Der Wendepunkt: Als die Sonne um 20 Uhr noch nicht auf war
Mexiko war wunderbar, bis Covid-19 uns mitten in die Pandemie katapultierte. Unsere Lösung? Litauen. Klingt exotisch, oder? Tatsächlich war dieser baltische Staat der Bremsklotz, der alles veränderte. Der Sommer war traumhaft, fast 19 Stunden Sonne am Stück. Aber dann kam der Tag, an dem der Herbst nur eine Woche dauerte.
Mitte Oktober saß ich um 8 Uhr morgens in meiner Küche in der litauischen Provinz. Es war stockdunkel. Und blieb es lange. Die endlosen Winternächte haben mich nicht primär wegen der Kälte gebrochen, sondern wegen etwas viel Grundsätzlicherem:
- Ich hatte keine tiefen Wurzeln mehr.
- Ich kannte niemanden, den ich wegen eines banalen Problems hätte anrufen können.
- Die absolute Freiheit fühlte sich plötzlich wie absolute Einsamkeit an.
Mit 35 merkte ich: Verantwortungslosigkeit ist ein geiles Party-Feature, aber ein furchtbarer Lebensstil.
Der größte Fehler: Auf den eigenen Stolz hören
Als mein Partner dann das Jobangebot aus Seattle bekam, lehnten wir erst ab. Ich hatte 13 Jahre lang jedem erzählt, wie unantastbar mein Leben im Ausland war. Rückkehr fühlte sich an wie eine öffentliche Kapitulation – wie **Versagen vor der ganzen Instagram-Bubble**.

Aber als im April inLitauen erneut ein Schneesturm tobte, haben wir neu verhandelt. Ich argumentierte mir zurecht: Seattle ist fast wie ein neues Land, weil es nicht New York ist.
Warum die Rückkehr die beste Entscheidung war
Die Erleichterung, wieder in einem Land anzukommen, dessen Kultur und Sprache ich **instinktiv** verstand, war enorm. Es ist dieser unsichtbare Komfort, den man vergisst, solange man ihn hat.

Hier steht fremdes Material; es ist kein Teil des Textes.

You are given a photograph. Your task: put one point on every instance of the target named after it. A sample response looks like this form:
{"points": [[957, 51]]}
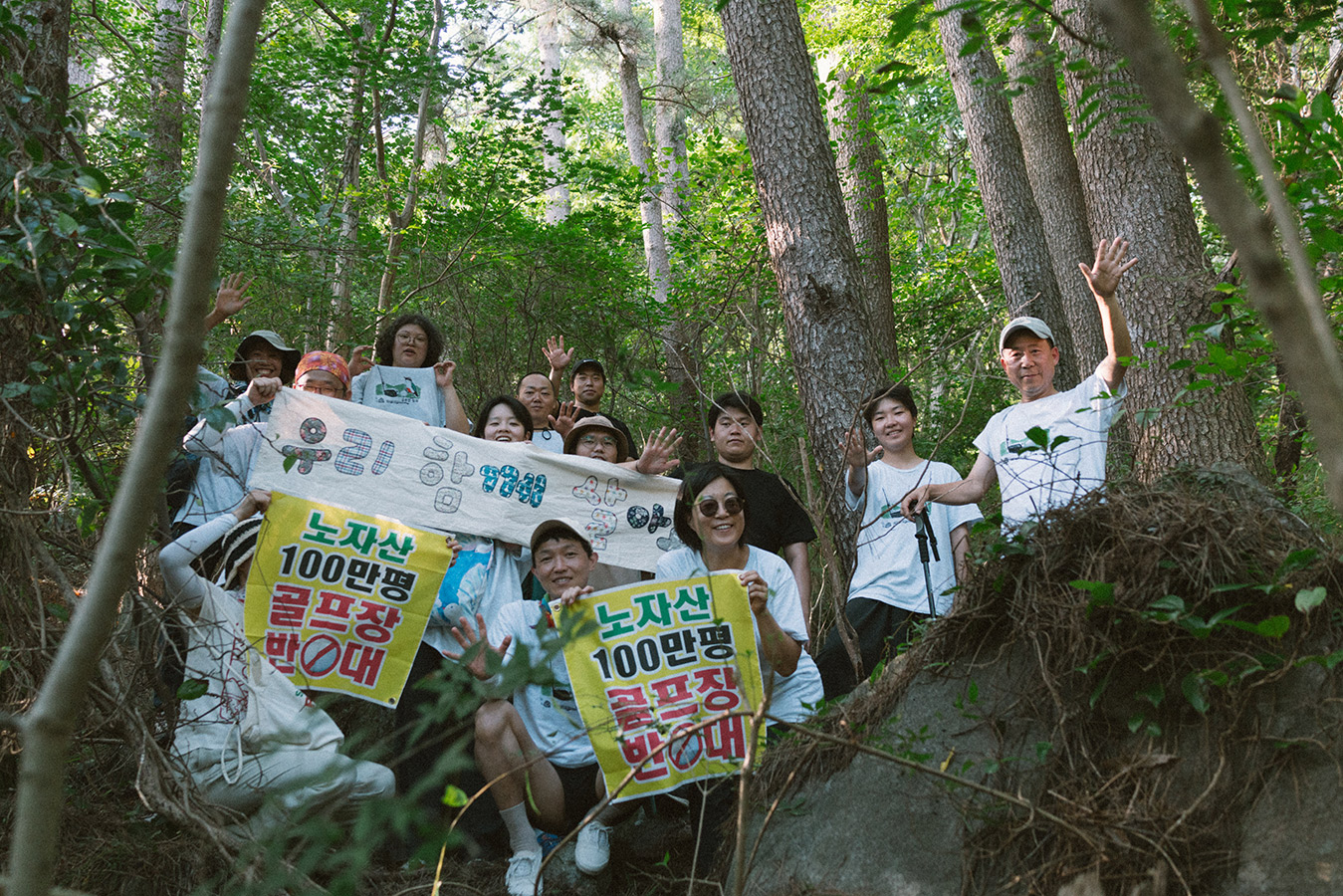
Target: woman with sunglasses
{"points": [[711, 520]]}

Hier sind die kleinen Dinge, die das Leben in den USA plötzlich wieder lebenswert machten, Dinge, die man in Litauen mit Schulterzucken ertragen musste:
- Einen Klempner zu finden, der kommt und versteht, was man will.
- Kommunikation mit der Post ohne Wörterbuch.
- Und das Wichtigste: Die Möglichkeit, wieder echte, tiefe Freundschaften aufzubauen, nicht nur Reisebekanntschaften.
Zwei Jahre Seattle. Ist alles perfekt? Nein. Aber das habe ich durch das Leben in fünf Ländern gelernt: Nirgendwo ist es perfekt. Aber im Moment ist es so gut wie nie zuvor. Manchmal muss man erst die komplett falsche Richtung einschlagen (13 Jahre lang), um den echten Weg zurück nach Hause zu finden.
Was halten Sie davon? Kennen Sie diesen Drang, immer weiterzuziehen, selbst wenn es wehtut? Oder ist das Heimatgefühl für Sie ein absolutes Muss?